Na década de 1990, a CLN 207/208 também passou pela transição e começou a receber as primeiras lojas de informática. Hilton Dutra, 62 anos, proprietário da Dutra Informática, inaugurou a loja em dezembro de 1999 e, desde então, segue firme no local. Ele lembra que foi atraído para o endereço porque já havia outras lojas do mesmo ramo. Assim, a clientela era garantida. “A concorrência é a melhor coisa do mundo. Porque se eu e meu vizinhos vendemos os mesmos produtos, quem vai comprar pode escolher”, afirma.

Outra forma de se destacar da concorrência foi a estratégia adotada por Severino Luiz da Silva, 61 anos, especialista em recuperação de dados. A loja existe em outros dois locais da cidade e, apesar de prestar serviços ligados à informática, os outros lojistas também são clientes, “prestamos um serviço muito especializado, por isso não temos concorrência”, enfatiza o perito.
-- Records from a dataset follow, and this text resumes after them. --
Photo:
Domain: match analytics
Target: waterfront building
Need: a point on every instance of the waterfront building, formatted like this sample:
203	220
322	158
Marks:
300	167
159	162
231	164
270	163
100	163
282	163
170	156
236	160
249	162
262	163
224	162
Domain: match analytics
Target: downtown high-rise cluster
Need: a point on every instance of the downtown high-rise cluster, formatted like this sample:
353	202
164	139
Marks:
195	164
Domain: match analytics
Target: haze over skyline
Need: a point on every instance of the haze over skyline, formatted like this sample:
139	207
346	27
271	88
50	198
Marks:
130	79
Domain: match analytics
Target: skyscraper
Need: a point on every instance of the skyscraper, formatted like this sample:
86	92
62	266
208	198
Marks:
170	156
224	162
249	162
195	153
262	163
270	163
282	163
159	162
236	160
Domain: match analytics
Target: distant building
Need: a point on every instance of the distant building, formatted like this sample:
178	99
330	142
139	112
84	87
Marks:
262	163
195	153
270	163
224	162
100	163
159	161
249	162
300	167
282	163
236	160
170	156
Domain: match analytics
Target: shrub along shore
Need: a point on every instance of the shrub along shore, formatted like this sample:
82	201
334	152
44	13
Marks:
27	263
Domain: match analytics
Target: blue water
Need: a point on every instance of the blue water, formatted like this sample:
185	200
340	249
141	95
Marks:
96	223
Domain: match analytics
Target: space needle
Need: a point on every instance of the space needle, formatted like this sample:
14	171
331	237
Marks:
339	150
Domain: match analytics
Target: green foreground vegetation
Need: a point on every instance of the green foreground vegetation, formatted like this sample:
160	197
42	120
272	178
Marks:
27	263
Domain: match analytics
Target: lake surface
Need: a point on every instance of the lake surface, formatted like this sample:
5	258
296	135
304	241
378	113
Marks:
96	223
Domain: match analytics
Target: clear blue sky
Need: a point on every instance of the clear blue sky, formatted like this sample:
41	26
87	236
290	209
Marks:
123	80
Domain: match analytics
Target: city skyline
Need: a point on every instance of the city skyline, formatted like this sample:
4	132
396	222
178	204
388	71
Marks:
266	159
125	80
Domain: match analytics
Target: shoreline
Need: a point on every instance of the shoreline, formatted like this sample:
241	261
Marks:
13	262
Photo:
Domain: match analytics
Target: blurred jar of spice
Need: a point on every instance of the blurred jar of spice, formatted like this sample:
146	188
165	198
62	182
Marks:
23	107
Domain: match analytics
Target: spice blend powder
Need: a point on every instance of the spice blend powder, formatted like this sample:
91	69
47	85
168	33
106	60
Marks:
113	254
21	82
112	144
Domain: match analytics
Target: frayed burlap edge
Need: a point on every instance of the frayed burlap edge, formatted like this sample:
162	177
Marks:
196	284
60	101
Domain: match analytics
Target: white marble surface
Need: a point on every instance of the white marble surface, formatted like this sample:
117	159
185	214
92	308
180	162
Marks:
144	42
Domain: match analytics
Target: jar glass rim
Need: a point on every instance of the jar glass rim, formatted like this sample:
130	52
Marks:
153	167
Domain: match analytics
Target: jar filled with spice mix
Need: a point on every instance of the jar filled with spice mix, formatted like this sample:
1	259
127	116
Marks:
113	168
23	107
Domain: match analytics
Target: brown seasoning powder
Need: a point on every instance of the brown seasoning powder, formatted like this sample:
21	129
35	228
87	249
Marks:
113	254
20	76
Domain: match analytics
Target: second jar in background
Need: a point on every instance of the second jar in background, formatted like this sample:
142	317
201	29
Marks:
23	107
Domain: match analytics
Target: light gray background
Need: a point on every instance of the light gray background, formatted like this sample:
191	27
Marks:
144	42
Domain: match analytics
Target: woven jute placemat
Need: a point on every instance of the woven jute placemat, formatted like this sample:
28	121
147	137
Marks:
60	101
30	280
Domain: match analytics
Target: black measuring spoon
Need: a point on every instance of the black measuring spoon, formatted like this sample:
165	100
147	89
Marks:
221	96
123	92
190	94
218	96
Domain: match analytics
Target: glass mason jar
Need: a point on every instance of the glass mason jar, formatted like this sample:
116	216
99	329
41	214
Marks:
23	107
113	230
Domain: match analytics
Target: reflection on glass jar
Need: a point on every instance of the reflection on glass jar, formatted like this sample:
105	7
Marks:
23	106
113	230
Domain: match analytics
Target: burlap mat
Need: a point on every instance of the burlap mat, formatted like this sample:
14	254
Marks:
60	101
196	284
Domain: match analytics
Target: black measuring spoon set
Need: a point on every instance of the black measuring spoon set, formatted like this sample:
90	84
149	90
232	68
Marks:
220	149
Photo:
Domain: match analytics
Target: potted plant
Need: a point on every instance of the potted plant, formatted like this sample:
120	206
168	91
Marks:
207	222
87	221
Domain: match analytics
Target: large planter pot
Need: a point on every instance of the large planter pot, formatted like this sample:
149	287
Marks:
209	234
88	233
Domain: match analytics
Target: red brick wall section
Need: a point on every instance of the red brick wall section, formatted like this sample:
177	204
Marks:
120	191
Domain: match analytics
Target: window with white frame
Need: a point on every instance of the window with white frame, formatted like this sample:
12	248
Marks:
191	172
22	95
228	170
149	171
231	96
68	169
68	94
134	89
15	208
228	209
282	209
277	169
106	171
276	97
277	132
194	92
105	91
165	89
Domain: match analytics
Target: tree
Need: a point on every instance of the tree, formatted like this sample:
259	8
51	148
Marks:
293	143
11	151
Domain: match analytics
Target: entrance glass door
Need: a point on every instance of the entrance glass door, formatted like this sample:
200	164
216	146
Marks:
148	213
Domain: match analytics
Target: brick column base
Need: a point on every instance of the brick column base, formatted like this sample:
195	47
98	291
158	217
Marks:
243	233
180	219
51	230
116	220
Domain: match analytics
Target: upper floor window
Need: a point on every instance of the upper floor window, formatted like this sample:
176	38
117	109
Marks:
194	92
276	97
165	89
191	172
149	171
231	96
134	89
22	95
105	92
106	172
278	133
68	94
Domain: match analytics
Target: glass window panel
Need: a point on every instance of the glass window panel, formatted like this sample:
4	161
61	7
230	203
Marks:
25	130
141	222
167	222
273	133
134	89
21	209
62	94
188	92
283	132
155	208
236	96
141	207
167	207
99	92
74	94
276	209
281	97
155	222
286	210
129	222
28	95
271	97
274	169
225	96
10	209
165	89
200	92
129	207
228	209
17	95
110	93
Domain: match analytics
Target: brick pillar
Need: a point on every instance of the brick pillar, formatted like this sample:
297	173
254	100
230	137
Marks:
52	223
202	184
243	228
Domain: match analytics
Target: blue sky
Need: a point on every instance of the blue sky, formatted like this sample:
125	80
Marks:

O professor Luiz Alberto Lima, 41 anos, é um frequentador da Rua da Informática. Em sua última visita, buscava uma peça de reparo para a impressora da escola, já que não encontrou on-line. “Comprar pela internet não vale a pena, tem essa questão de transporte, leva tempo fazer a entrega. Então, prefiro vir em ruas como essa que são específicas para uma determinada área do comércio, porque aí a livre concorrência faz com que você possa pesquisar, encontrar algo com um preço mais acessível”, justifica Luiz Alberto.